The HLA-G protein has been implicated in evasion of CTL- and NK cell-mediated cytotoxicity. In EBV-negative cHL cases expression of MHC class I is frequently lost, providing escape from CTL lysis, but potentially inducing NK cell responses. We therefore investigated expression of HLA-G in cHL and correlated this with EBV status and expression of MHC class I (HLA-B/C and β₂-microglobulin). We found expression of HLA-G by HRS cells in 67% of cHL cases, which was associated with absence of MHC class I (P = 0.005) and EBV negative status (P = 0.005). This expression could be attributed to the soluble HLA-G5 isoform, as shown by Western blotting and reverse-transcription polymerase chain reaction (RT-PCR) analysis.⁴⁹ Secretion of soluble HLA-G by HRS cells may therefore contribute to escape from immunosurveillance in classical Hodgkin lymphoma.

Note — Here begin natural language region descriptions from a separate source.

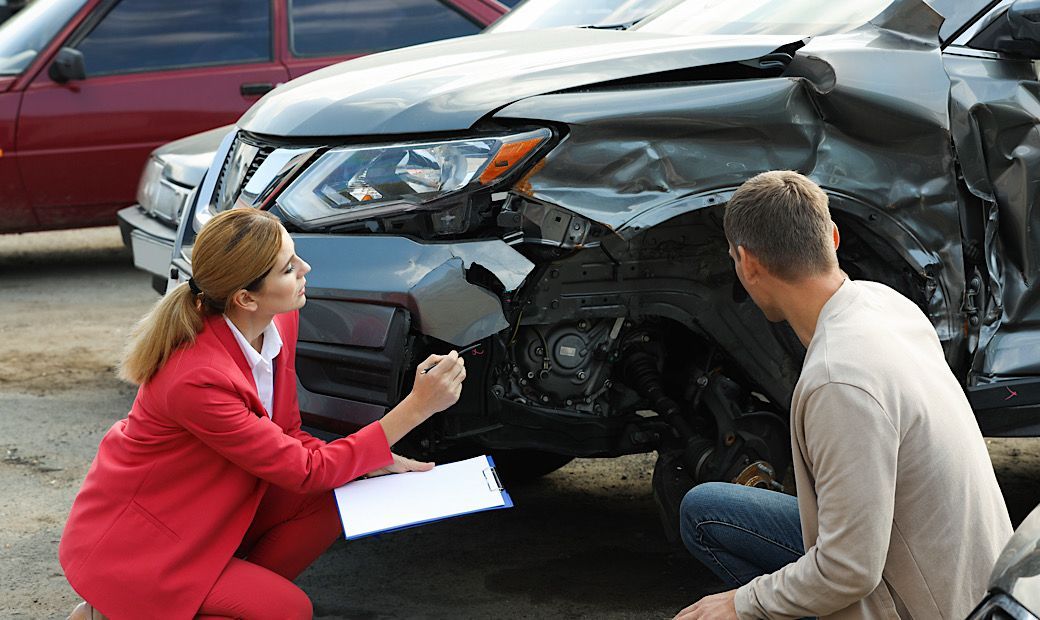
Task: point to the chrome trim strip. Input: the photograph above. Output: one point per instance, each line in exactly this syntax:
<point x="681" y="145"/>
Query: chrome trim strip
<point x="234" y="174"/>
<point x="206" y="197"/>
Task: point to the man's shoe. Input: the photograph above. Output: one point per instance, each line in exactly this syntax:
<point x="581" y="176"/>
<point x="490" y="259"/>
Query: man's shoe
<point x="84" y="612"/>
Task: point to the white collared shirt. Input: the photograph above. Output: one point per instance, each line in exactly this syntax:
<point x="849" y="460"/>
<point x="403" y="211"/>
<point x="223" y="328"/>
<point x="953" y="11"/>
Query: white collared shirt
<point x="262" y="363"/>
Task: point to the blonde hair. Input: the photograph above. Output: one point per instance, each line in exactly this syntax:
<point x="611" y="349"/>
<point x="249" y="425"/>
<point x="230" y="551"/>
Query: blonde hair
<point x="234" y="251"/>
<point x="783" y="218"/>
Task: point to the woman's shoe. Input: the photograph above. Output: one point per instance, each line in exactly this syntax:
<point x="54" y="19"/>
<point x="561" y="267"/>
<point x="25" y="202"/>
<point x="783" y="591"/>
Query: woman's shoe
<point x="84" y="612"/>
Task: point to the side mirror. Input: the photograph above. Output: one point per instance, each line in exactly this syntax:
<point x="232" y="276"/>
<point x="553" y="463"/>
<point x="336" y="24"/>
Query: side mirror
<point x="68" y="66"/>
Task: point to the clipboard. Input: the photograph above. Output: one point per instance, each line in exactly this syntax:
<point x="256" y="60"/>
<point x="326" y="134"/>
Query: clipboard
<point x="401" y="500"/>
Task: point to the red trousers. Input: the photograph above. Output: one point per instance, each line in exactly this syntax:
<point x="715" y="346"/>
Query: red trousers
<point x="289" y="532"/>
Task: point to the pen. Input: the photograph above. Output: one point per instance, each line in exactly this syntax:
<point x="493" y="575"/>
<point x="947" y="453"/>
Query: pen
<point x="462" y="352"/>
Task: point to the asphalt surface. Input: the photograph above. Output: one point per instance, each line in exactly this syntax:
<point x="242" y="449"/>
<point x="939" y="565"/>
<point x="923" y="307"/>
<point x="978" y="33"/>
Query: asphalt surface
<point x="583" y="542"/>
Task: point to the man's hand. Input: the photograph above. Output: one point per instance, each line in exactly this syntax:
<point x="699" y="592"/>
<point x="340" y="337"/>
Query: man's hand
<point x="716" y="605"/>
<point x="400" y="465"/>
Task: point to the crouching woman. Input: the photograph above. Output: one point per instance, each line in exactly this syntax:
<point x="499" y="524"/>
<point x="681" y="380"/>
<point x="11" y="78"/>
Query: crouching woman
<point x="208" y="498"/>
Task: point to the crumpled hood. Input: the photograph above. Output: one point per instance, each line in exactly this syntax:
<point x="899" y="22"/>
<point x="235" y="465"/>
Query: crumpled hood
<point x="448" y="85"/>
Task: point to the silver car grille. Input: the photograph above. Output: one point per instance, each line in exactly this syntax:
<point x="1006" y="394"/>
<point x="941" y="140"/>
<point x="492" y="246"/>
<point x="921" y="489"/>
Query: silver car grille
<point x="241" y="163"/>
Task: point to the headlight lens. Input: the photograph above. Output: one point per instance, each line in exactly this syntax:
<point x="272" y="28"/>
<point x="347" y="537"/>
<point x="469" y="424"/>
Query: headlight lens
<point x="158" y="197"/>
<point x="356" y="182"/>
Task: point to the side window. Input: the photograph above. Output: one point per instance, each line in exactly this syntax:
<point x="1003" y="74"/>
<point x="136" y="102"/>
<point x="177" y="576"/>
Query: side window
<point x="333" y="27"/>
<point x="139" y="35"/>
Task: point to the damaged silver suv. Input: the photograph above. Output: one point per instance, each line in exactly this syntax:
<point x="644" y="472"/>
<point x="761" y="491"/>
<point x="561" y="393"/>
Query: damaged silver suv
<point x="556" y="196"/>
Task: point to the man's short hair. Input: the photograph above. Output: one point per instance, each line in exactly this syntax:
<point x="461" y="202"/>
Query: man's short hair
<point x="782" y="218"/>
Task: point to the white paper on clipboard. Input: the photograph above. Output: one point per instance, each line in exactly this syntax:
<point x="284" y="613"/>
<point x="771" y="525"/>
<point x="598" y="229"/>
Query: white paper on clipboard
<point x="399" y="500"/>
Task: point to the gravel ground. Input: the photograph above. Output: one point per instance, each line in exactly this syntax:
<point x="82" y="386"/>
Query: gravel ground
<point x="582" y="542"/>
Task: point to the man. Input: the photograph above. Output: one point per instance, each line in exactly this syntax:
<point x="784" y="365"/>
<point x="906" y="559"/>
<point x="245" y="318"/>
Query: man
<point x="898" y="512"/>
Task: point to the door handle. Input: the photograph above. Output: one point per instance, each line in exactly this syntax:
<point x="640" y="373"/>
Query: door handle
<point x="256" y="88"/>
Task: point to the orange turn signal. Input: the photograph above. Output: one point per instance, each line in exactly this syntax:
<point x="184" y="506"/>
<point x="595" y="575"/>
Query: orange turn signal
<point x="508" y="156"/>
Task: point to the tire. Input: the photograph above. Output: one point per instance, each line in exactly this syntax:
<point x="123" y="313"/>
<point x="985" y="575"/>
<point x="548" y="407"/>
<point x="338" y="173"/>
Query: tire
<point x="520" y="466"/>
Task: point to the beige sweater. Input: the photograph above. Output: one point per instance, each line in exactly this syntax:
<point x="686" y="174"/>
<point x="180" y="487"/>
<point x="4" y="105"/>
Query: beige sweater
<point x="900" y="508"/>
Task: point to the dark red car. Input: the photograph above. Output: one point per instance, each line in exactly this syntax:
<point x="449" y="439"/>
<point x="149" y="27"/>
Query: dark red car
<point x="88" y="87"/>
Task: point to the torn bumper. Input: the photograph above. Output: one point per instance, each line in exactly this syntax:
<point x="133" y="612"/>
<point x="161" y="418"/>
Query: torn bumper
<point x="367" y="295"/>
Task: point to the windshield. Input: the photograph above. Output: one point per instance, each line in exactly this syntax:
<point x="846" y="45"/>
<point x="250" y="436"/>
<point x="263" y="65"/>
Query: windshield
<point x="534" y="15"/>
<point x="763" y="17"/>
<point x="30" y="30"/>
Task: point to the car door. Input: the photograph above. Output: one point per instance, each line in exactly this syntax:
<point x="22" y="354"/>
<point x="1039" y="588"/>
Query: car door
<point x="155" y="71"/>
<point x="327" y="31"/>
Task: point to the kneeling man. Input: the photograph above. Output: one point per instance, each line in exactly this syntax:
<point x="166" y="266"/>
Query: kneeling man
<point x="898" y="514"/>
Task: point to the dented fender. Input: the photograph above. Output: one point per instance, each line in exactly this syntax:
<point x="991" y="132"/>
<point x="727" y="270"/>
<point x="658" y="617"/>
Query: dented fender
<point x="864" y="113"/>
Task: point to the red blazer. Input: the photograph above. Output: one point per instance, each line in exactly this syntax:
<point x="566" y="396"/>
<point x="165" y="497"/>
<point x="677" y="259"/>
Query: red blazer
<point x="176" y="484"/>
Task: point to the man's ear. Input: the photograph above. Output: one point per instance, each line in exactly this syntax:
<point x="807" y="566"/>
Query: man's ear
<point x="750" y="264"/>
<point x="242" y="299"/>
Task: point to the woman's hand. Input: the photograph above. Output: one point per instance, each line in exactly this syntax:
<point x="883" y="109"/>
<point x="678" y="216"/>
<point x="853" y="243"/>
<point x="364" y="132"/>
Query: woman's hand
<point x="438" y="382"/>
<point x="400" y="465"/>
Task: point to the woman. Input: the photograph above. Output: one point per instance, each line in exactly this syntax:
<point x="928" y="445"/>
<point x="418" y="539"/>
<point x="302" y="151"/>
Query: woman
<point x="208" y="498"/>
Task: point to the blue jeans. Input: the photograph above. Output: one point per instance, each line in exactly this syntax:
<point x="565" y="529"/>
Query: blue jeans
<point x="739" y="532"/>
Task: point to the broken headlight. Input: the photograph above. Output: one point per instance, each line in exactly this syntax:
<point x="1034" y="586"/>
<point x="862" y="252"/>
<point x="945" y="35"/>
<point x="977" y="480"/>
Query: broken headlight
<point x="365" y="181"/>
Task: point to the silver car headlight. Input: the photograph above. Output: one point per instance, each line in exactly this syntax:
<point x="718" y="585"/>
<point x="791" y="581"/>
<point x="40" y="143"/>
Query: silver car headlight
<point x="159" y="197"/>
<point x="356" y="182"/>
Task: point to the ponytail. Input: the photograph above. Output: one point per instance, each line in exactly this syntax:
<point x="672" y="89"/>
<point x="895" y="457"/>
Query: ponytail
<point x="174" y="321"/>
<point x="234" y="251"/>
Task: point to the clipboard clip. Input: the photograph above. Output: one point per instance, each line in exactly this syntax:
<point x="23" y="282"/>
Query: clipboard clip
<point x="491" y="476"/>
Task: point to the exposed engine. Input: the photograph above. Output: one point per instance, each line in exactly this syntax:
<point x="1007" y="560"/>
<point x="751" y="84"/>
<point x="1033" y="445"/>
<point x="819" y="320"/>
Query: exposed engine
<point x="566" y="365"/>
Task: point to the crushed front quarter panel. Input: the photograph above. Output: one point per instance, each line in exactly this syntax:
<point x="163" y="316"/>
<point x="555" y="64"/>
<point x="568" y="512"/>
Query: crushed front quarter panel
<point x="863" y="113"/>
<point x="995" y="106"/>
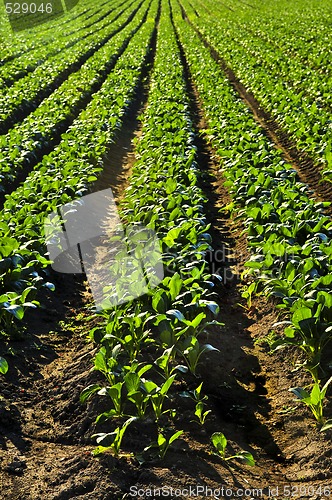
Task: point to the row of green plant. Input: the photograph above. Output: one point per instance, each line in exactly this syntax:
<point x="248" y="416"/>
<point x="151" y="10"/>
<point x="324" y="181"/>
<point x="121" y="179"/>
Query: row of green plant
<point x="25" y="144"/>
<point x="26" y="63"/>
<point x="34" y="38"/>
<point x="288" y="231"/>
<point x="148" y="344"/>
<point x="300" y="31"/>
<point x="26" y="94"/>
<point x="297" y="96"/>
<point x="62" y="176"/>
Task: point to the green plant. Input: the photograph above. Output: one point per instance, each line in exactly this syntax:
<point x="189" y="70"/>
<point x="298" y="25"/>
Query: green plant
<point x="158" y="394"/>
<point x="111" y="440"/>
<point x="199" y="409"/>
<point x="219" y="442"/>
<point x="3" y="365"/>
<point x="161" y="445"/>
<point x="314" y="400"/>
<point x="192" y="351"/>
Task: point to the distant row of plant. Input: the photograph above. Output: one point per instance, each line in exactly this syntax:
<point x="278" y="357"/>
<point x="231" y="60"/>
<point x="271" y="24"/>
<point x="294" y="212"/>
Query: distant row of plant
<point x="26" y="143"/>
<point x="287" y="230"/>
<point x="297" y="96"/>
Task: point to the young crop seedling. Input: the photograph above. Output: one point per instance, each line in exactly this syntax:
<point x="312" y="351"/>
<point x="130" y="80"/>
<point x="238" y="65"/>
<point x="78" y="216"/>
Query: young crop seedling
<point x="314" y="400"/>
<point x="219" y="442"/>
<point x="158" y="448"/>
<point x="112" y="440"/>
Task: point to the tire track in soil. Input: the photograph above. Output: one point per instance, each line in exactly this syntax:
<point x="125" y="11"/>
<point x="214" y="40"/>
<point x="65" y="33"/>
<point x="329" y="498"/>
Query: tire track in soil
<point x="48" y="438"/>
<point x="254" y="392"/>
<point x="308" y="171"/>
<point x="244" y="378"/>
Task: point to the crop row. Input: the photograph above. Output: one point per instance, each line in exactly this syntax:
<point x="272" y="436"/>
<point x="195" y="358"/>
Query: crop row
<point x="21" y="66"/>
<point x="162" y="326"/>
<point x="298" y="30"/>
<point x="296" y="96"/>
<point x="287" y="230"/>
<point x="28" y="92"/>
<point x="61" y="177"/>
<point x="26" y="143"/>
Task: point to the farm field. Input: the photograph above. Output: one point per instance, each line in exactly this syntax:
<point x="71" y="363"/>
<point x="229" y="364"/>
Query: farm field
<point x="206" y="370"/>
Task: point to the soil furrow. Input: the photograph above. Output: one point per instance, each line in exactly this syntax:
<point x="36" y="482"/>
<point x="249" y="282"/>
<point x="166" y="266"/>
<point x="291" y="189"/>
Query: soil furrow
<point x="309" y="172"/>
<point x="245" y="376"/>
<point x="28" y="107"/>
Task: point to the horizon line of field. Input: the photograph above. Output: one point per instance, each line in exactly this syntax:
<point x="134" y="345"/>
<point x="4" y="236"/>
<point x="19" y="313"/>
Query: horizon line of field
<point x="53" y="139"/>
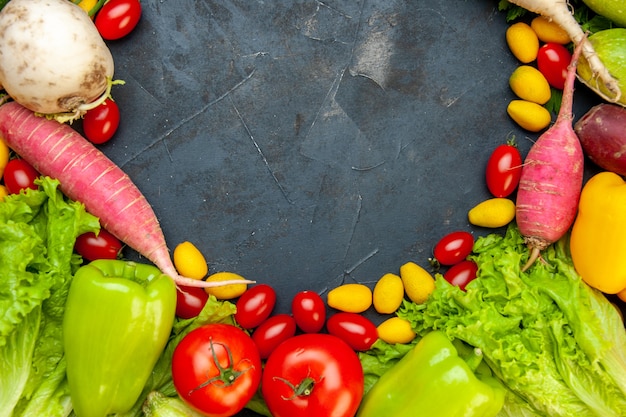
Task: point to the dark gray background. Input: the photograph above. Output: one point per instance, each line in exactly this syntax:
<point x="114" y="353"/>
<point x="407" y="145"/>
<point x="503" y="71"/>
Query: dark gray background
<point x="307" y="143"/>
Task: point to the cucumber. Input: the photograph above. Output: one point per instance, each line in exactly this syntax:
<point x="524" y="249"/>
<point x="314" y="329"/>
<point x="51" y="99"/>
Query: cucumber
<point x="610" y="45"/>
<point x="614" y="10"/>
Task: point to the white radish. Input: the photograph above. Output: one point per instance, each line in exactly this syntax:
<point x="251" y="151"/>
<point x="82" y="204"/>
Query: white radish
<point x="559" y="12"/>
<point x="52" y="58"/>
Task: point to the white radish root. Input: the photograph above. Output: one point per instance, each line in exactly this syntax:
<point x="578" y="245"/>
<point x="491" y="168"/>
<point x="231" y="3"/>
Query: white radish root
<point x="559" y="12"/>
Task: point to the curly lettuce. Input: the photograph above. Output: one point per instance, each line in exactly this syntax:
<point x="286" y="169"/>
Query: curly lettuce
<point x="558" y="345"/>
<point x="38" y="229"/>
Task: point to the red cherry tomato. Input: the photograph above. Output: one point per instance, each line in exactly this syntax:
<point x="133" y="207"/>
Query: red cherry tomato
<point x="461" y="274"/>
<point x="216" y="369"/>
<point x="272" y="332"/>
<point x="552" y="61"/>
<point x="255" y="306"/>
<point x="504" y="169"/>
<point x="19" y="175"/>
<point x="453" y="247"/>
<point x="102" y="246"/>
<point x="117" y="18"/>
<point x="309" y="311"/>
<point x="356" y="330"/>
<point x="190" y="301"/>
<point x="101" y="123"/>
<point x="313" y="375"/>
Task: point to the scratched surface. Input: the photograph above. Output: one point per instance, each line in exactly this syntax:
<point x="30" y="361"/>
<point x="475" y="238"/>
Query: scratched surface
<point x="309" y="143"/>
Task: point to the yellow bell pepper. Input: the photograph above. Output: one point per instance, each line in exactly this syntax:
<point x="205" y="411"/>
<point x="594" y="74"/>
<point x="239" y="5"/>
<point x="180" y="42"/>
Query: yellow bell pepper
<point x="598" y="238"/>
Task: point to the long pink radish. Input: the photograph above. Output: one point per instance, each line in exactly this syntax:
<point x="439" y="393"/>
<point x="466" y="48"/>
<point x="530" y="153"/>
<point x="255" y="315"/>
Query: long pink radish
<point x="559" y="12"/>
<point x="86" y="175"/>
<point x="552" y="177"/>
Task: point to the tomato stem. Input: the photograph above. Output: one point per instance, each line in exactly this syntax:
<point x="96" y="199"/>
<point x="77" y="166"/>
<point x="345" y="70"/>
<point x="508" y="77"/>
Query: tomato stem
<point x="227" y="375"/>
<point x="304" y="388"/>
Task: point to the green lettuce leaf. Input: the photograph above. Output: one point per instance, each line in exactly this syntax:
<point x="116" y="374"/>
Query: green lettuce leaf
<point x="557" y="344"/>
<point x="38" y="229"/>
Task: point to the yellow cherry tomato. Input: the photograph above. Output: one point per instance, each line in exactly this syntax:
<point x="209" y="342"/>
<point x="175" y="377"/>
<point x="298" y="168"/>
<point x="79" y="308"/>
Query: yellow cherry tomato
<point x="351" y="298"/>
<point x="523" y="42"/>
<point x="189" y="261"/>
<point x="226" y="292"/>
<point x="388" y="294"/>
<point x="418" y="282"/>
<point x="494" y="212"/>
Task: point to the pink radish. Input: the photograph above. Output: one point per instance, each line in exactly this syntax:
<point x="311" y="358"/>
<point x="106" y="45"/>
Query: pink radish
<point x="552" y="177"/>
<point x="559" y="12"/>
<point x="87" y="175"/>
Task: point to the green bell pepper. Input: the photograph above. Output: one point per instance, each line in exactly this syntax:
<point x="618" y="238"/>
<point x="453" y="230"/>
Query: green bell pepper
<point x="118" y="318"/>
<point x="433" y="380"/>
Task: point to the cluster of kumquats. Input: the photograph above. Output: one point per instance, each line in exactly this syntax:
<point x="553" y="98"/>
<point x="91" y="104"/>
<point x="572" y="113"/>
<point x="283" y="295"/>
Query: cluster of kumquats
<point x="540" y="47"/>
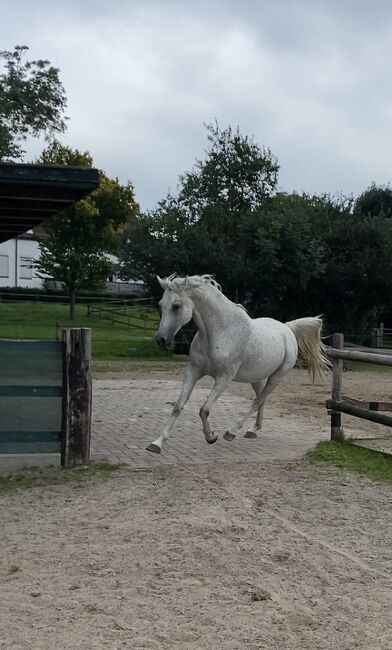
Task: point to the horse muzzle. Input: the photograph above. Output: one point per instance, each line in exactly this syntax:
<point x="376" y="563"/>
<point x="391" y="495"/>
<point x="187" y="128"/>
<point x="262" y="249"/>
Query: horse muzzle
<point x="165" y="343"/>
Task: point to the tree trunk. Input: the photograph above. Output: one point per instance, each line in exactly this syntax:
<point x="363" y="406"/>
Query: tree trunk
<point x="72" y="305"/>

Classical HL is characterized by the presence of RS cells, which are transformed post-germinal center B cells destined for apoptosis since they have not undergone successful immunoglobulin gene rearrangement. Several mechanisms, including latent infection by EBV, allow these cells to survive. It is remarkable that many of the signaling pathways that promote survival are shared between the EBV-induced proteins, such as EBNA1, LMP1, and LMP2, and other molecules that are upregulated in RS cells. A key role is played by the presence of constitutive nuclear NF-κB, which is induced by LMP1, as well as by CD30, CD40, TNF-α, and Notch1 interactions, and results in the upregulation of at least 45 genes including chemokines, cytokines, receptors, apoptotic regulators, intracellular signaling molecules, and transcription factors. The other characteristic of cHL is the presence of an extensive inflammatory infiltrate. Key features of this infiltrate are that it comprises Th2 and T regulatory cells and generally lacks Th1 cells, CD8 cytotoxic T cells, and NK cells. The RS cells appear to induce this infiltrate by the secretion of Th2 type chemokines like TARC and MDC. The RS cells also produce cytokines that inhibit Th1 responses, as IL-10 and TGF-β express CD95 ligand, which induces apoptosis of activated Th1 and CD8 T cells. Other important mechanisms that allow the RS cells to escape an effective anti-EBV immune response include the downregulation of HLA class I in EBV-negative cases, or the presence of a polymorphism in HLA class I in EBV-positive cases that allow escape from CD8-mediated cytotoxicity. On the other hand, expression of HLA-G allows the escape from NK cells that would normally recognize the HLA class I-negative RS cells. Overall, the cellular infiltrate in HL appears to play a decisive role in allowing the RS cells to survive by providing an environment that suppresses cytotoxic immune responses and providing cellular interactions and cytokines that support the growth and survival of RS cells. Future therapeutic strategies could focus directly on the NF-κB activation, on various receptors to ligand interactions, on the chemokine and cytokine network, or on the induction of effective anti-EBV latent protein immune responses.